The next FCAG meeting is slated to take place May 22 in London. This is currently scheduled to be the group's final meeting, although a tentative date of July 10 at Baruch College in NYC is on hold if the group decides one more meeting is necessary before issuing its final report. FCAG is co-chaired by former SEC Commissioner Harvey Goldschmid, and Hans Hoogervorst, Chairman, AFM (the Netherlands Authority for the Financial Markets).

Monitoring Board Takes Shape
Hoogervorst was also recently named chairman of the new Monitoring Board, formed as a link between the International Accounting Standards Committee Foundation (the parent of the IASB) and public authorities (including national and international regulatory bodies).
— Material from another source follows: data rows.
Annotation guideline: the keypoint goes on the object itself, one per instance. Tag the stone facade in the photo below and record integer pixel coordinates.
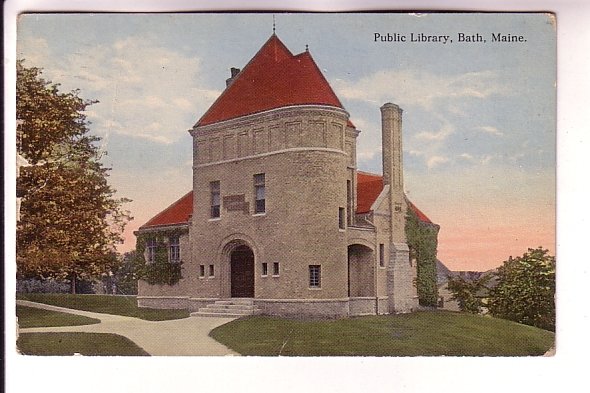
(306, 252)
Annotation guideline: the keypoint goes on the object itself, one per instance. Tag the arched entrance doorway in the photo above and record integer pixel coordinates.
(242, 272)
(360, 271)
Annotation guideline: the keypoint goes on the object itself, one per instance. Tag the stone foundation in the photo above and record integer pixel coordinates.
(362, 306)
(163, 302)
(322, 308)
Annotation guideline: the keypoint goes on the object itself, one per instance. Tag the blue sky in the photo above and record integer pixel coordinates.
(479, 119)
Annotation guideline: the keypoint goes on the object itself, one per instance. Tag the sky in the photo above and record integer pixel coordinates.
(479, 118)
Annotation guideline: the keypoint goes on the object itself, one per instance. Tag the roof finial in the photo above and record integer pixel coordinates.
(274, 25)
Other members of the Monitoring Board currently include: Junichi Maruyama, Deputy Commissioner for International Affairs of the Financial Services Agency of Japan (JFSA), Guillermo LarraĆ­n, Chairman of the IOSCO Emerging Markets Committee and the Superintendencia de Valores y Seguros of Chile , and Mary L. Schapiro, Chairman of the US Securities and Exchange Commission.

The role of the Monitoring Board has also been the subject of debate over whether it poses inappropriate use of political pressure on the IASB, or whether it imposes an appropriate level of oversight and due process over a standard-setter whose standards are required by law in the European Union and are used in over 100 countries around the world.
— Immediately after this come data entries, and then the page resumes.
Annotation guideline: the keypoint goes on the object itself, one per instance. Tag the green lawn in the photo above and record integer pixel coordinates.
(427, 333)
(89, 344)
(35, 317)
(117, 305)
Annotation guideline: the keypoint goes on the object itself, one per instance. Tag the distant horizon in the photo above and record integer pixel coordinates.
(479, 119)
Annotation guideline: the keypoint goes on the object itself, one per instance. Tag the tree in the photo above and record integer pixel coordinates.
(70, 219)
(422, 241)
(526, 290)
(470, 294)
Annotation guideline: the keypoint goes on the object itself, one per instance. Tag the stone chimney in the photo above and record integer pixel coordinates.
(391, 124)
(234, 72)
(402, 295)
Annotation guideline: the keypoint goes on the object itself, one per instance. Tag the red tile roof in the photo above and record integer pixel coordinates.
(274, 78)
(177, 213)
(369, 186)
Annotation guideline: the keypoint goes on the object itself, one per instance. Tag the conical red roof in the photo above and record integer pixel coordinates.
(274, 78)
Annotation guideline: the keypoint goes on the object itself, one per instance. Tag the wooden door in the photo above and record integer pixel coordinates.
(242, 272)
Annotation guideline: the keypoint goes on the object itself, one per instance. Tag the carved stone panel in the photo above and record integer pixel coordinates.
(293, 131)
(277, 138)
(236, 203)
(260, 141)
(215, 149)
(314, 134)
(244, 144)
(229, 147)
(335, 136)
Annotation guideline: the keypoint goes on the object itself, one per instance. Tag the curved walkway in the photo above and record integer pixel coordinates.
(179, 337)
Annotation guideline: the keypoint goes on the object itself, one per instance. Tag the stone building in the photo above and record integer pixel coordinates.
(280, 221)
There were a couple of references to the Monitoring board at FCAG's April 20 meeting.
  • FCAG Co-Chair Harvey Goldschmid said, “As good as they are on Capitol Hill, they cannot understand the complexity of [what the FASB and IASB] boards do] beyond a couple talking points; there is plenty of oversight, accountability should be real, but the SEC is there for FASB, and the IASB has a new Monitoring Group; the idea that a layman can come in and set deadlines and know about timing somewhat frightens me.”
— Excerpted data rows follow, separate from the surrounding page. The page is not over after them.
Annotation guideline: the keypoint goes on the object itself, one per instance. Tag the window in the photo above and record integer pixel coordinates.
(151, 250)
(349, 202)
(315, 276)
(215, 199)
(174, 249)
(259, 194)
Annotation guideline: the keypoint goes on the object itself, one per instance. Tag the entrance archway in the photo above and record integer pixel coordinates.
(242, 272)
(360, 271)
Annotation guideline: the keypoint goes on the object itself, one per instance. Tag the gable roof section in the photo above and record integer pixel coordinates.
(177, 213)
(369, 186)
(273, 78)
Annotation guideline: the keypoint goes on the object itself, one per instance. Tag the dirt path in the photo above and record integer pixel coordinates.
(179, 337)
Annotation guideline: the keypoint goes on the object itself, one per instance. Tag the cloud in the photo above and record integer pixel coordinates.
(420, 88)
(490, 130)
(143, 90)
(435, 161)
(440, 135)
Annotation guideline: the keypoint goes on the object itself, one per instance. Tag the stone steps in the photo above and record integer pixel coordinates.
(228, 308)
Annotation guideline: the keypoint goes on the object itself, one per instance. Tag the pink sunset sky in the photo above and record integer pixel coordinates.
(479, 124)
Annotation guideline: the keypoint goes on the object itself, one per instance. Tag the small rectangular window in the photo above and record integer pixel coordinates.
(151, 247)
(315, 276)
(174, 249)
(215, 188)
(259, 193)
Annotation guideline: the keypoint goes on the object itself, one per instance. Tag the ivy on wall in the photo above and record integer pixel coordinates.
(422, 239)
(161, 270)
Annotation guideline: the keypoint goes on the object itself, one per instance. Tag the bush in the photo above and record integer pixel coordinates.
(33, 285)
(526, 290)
  • Another FCAG member, referencing the 100-plus countries that have adopted IFRS, said, “The hope from these 100 plus countries is that entities like the [IASCF’s] Monitoring Board, or the prestige of the IASCF, might … convince these politicians, maybe there are things that should not be determined on a deadline basis, just like it is unwise for politicians to tell the pharmaceutical industry you must find a cure for cancer tomorrow morning.. let them do high quality work… for high quality standards.”
  • Taking a slightly different point of view, Sylvie Matherat, an observer from the Basel Committee of Banking Supervisors, said, “Everybody agrees standard-setters should be independent; that doesn’t mean they shouldn't be accountable.”
The IASCF Monitoring Board held its first meeting on April 1-2 in London, the next meeting is slated for July 7-8 in Amsterdam.